Beth Kaufman Comments on the State of the Estate Tax
Caplin & Drysdale President Beth Shapiro Kaufman spoke with Bruce Love, Managing Editor of Financial Advisor IQ, during the Investment Management Consultants Association (IMCA) conference on February 1, 2016. Below is a transcript of the interview where Ms. Kaufman gives her perspective on the state of the estate tax and how wealth management advisers can best serve their clients. To view the full transcript, please visit Financial Advisor IQ's website.
BRUCE LOVE, MANAGING EDITOR, FINANCIAL ADVISOR IQ: Hi. This is Bruce Love with Financial Advisor IQ. I'm here at the IMCA Conference in New York and I'm talking to Beth Kaufman from Caplin and Drysdale, the law firm.
Beth, what's going on in estate planning at the moment that advisors should be aware of?
BETH KAUFMAN, PRESIDENT, CAPLIN & DRYSDALE: Well, there have been some changes in the last decade that, and even in the last couple of years, that have really changed the perspective on estate planning. And the major thing that's happened is the exemption from the federal estate tax has gone way up, so that now every person's got an exemption of $5.45 million, or if you're dealing with a couple, $10.9 million dollars that they can pass to their family without payment of any federal estate tax.
So a lot of people who really had to do estate tax focused estate planning are now off the hook on that and they can consider other issues. So we get back more to basics and what do people really want to do with their money. And also, a certain amount of additional income tax planning, where we were more focused before on estate tax planning.
BRUCE LOVE: So with the gifting, that's over the course of a lifetime, I guess. So you need to really make sure that you're keeping track of that, is that right?
BETH KAUFMAN: Yes, you do. So the exemption applies to your lifetime gifts. And whatever you don't use during a lifetime remains to be used at death.
BRUCE LOVE: OK. And what are you telling advisors to do with their clients at the moment, as far as should they be looking at lawyers to redo wills, or just keep an eye on things?
BETH KAUFMAN: Well, there's certainly some planning that we used to do to take advantage of lower exemptions that isn't necessary anymore. And to the extent the some clients prefer not to have trusts if they don't need them, there are some estate plans that should be redone.
But in addition to that, and we haven't really touched yet on the higher net worth people, there are still a good number of people who require planning from an estate tax perspective. There are many states that still impose an estate tax that can be planned for. And so there remain a lot of issues that we can address through estate planning.
BRUCE LOVE: So what are the issues that come into play for ultra high net worth individuals?
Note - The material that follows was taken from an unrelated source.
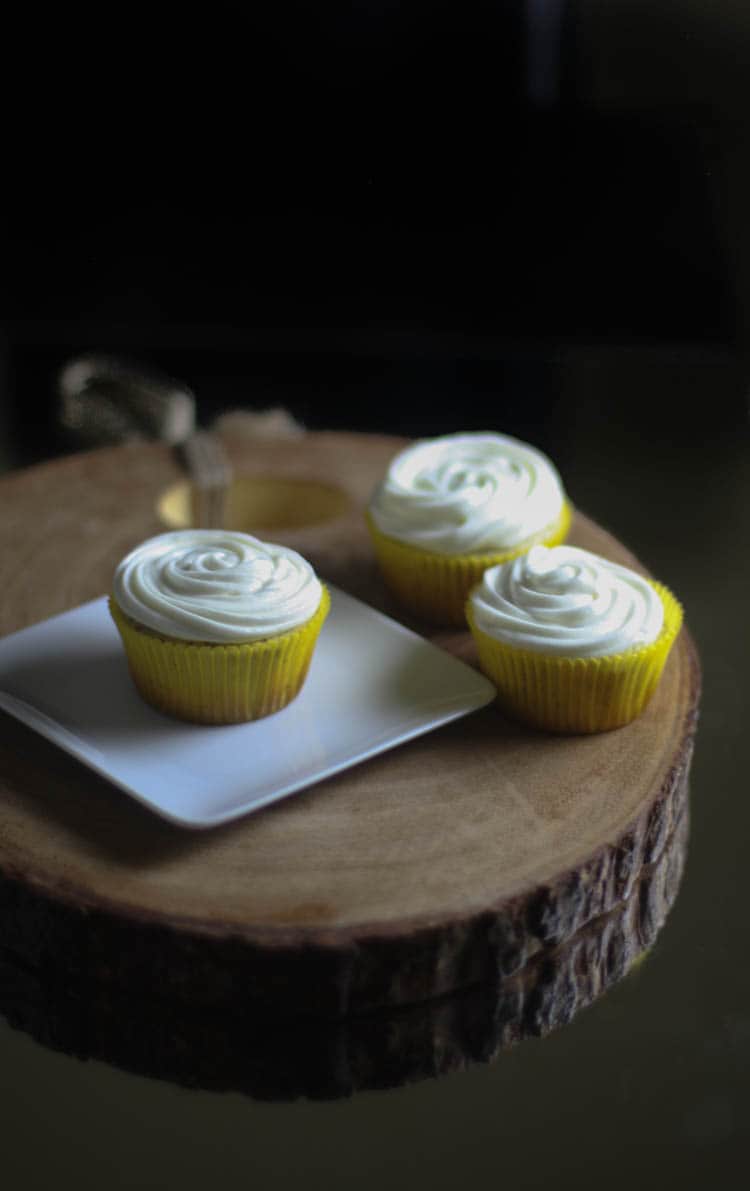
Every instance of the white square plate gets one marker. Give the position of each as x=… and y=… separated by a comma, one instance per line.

BETH KAUFMAN: The issue is always trying to reduce estate tax. And we have many ways of doing that, some of which involve making gifts early and often. But one thing you need to look out for when you're making lifetime gifts is are you trading off a capital gains tax for an estate tax? And so it's an important part of the analysis to see what is the basis in the asset that I'm thinking of gifting, and is it really a good deal to get it out of my estate early, if that means foregoing a step up in basis?
And then there's some techniques that we use that leverage the exemption, such as grantor retained annuity trusts and sales to grantor trusts and the like that allow you to leverage the exemption and get more assets out of the estate for your exemption dollar.
BRUCE LOVE: Are they hard for financial advisors to come to grips with, these sorts of differentiations? I guess they need to work closely with their estate and trust lawyers.
BETH KAUFMAN: You really need a team. And a nice team would be the financial advisor, the CPA, and the estate lawyer.
BRUCE LOVE: And do you think they should be working together just around tax time, or should they be talking during the year?
BETH KAUFMAN: Ideally, it's nice if you can get the client to hold an annual meeting with the three advisors at the table. And you can go over the current circumstances, see where they are in terms of how much exemption they've used up, and make plans for the coming year.